# Chanting Corpse Graveyard and Cathedral 2016



## gma (Apr 20, 2012)

This year's video is up.

New this year:
- Front stone walls and entry way.
- All DMX controlled lighting (love it)


----------



## FistJr (Nov 11, 2014)

Great job - what a complete immersion!


----------



## RoxyBlue (Oct 6, 2008)

The cathedral is so beautiful and so realistic. I really feel as if I'm looking at an old European church. Just stunning!


----------



## jdubbya (Nov 6, 2005)

OK! Mind blown! Loved everything about it, and the backround music! Hauntingly beautiful. The projections were amazing. Will be watching this over and over!


----------



## heresjohnny (Feb 15, 2006)

Ok, that really set the bar high. Fantastic amount of work, great results. Wow.


----------



## Sytnathotep (Oct 10, 2011)

Damn!! Thats Impressive! Great work! 

Wow!


----------



## bobzilla (Nov 13, 2008)

Very cool!
Nice work!


----------



## Pumpkin5 (Aug 8, 2010)

:jol:I have so many questions for you. It is a GORGEOUS haunt, simply gorgeous. I just want to know more about it....it's beautiful. The lighting, the ballerina ghost dancing around the tombstone, my gosh...that was breathtaking....Were some of the visitors in the video??? One girl, looked like an actor, yet she was carrying a big brown handbag...I am so puzzled about so many things. It is hands down, one of the best haunts I've seen. Boatloads of work went into it, I am so sure. Awesome stuff.


----------



## gma (Apr 20, 2012)

Pumpkin5 said:


> :jol:I have so many questions for you. It is a GORGEOUS haunt, simply gorgeous. I just want to know more about it....it's beautiful. The lighting, the ballerina ghost dancing around the tombstone, my gosh...that was breathtaking....Were some of the visitors in the video??? One girl, looked like an actor, yet she was carrying a big brown handbag...I am so puzzled about so many things. It is hands down, one of the best haunts I've seen. Boatloads of work went into it, I am so sure. Awesome stuff.


Thanks for kind words.

The woman walking out of the door is my wife - she is carrying the bag of candy. The girl dressed like Holtzman from the new Ghostbusters movie is my daughter. We shot the video pretty late this year - after 10pm, so there are few TOTs in the video. The stills at the end are mostly family and friends - my son was No-face from Spirited away right at the end.


----------



## Pumpkin5 (Aug 8, 2010)

:jol:Thank you! Gorgeous work! Your wife and all the actors were spot on, I couldn't decide if they were real, or just visiting. I just want to go through your haunt in the bright, bright, light of day. The façade stonework, it all looks so sinister and lovely... I would really like to see pictures of it before and after... Who knows? You could live in a castle and no one knows.... It is really just amazing. I just am blown away. Hat's off to you and your brood. You made a very lovely Halloween for us all to enjoy. Love it!!!


----------



## gma (Apr 20, 2012)

Pumpkin5 said:


> I just want to go through your haunt in the bright, bright, light of day. The façade stonework, it all looks so sinister and lovely... I would really like to see pictures of it before and after.

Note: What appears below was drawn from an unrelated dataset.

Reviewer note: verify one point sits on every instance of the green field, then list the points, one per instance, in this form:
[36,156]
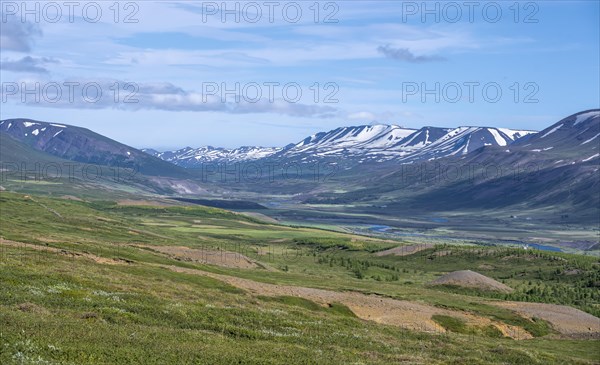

Check out my 2014 video...it has daylight stills of the cathedral, although it was only 2/3 complete then.


----------



## Sytnathotep (Oct 10, 2011)

Ok, I've watched this about a dozen times again... i can't stay away from it! lol

How did you go about building this? Carved foam over a wooden frame? How long does it take you to set up and take down?

And the gargoyles! Where did you get them all from?! They are perfect for your theme. 

Awesome work!


----------



## punkineater (Apr 26, 2014)

Stunning, breathtaking, hauntingly beautiful...not enough adjectives to describe this...very realistic castle and the ballerina dancing in amongst the tombstones~fantastic!!! 5 :biggrinkin:'s


----------



## gma (Apr 20, 2012)

Sytnathotep said:


> How did you go about building this? Carved foam over a wooden frame? How long does it take you to set up and take down?
> 
> And the gargoyles! Where did you get them all from?! They are perfect for your theme.
> 
> Awesome work!


The cathedral was planned from the get-go as a three year build. If you watch the previous years videos, you will see it "grow".

Yes, carved EPS foam over wooden frames. It's built for tool-less setup - no tools of any kind needed. PVC join the columns and flush mount brackets hold walls in place. It takes me and 3 friends four hours, plus beer and pizza, to get it out of the attic and put it up.

I carved the gargoyles on the cathedral...then brush molded and cast them. The patterns came from a wonderful book "Carving Gargoyles, Grotesques, and Other Creatures of Myth: History, Lore, and 12 Artistic Patterns" that I highly recommend for DIY-haunters.

The ones on the front wall were purchased from somewhere...not sure where.


----------



## Headless (Sep 4, 2011)

THAT was amazing!


----------



## Greg G (Nov 4, 2012)

*Incredible*

Wow, that is absolutely amazing. It's on such a grand scale. Bet the kids couldn't wait to go through it. I'm amazed it only takes you 4 hours to set it up even with 4 people.

Greg


----------



## Greg G (Nov 4, 2012)

Yeah, the dancing ghost (especially that), and your other ghost projections are so realistic. Like others have said I'm going to have to watch this video several times.
So I assume you use a projector for those images or how is that done?

Greg


----------



## stick (Jan 21, 2009)

What can I say that nobody has already said I mean that is just great. Thanks for posting and build a wonderful Haunt.


----------



## MansionHaunter (Sep 20, 2006)

Beautiful! What an amazing job! The scrim for the dancing ghost was awesome; nearly invisible but creating the perfect projection surface. The lightning was perfect. I aspire to do as well with the lightning and fog effects. Well done!


----------



## Hairazor (Mar 13, 2012)

I always enjoy your Graveyard and you totally totally didn't disappoint this year, and the music is perfect


----------



## Acid PopTart (Oct 29, 2007)

I think I'm just left speechless over how incredible this is. Expansive yet detailed... and the Saint with eyes that follow, haunting!


----------



## BunchOfHocusPocus (May 23, 2012)

Wow! I love the video and love the way you set up everything! I've always loved cemeteries and ghostly images. I'm sure that took awhile for you to set up. You put your whole heart into it! Especially the tombstones and lightning was beautiful. You did an amazing job!


----------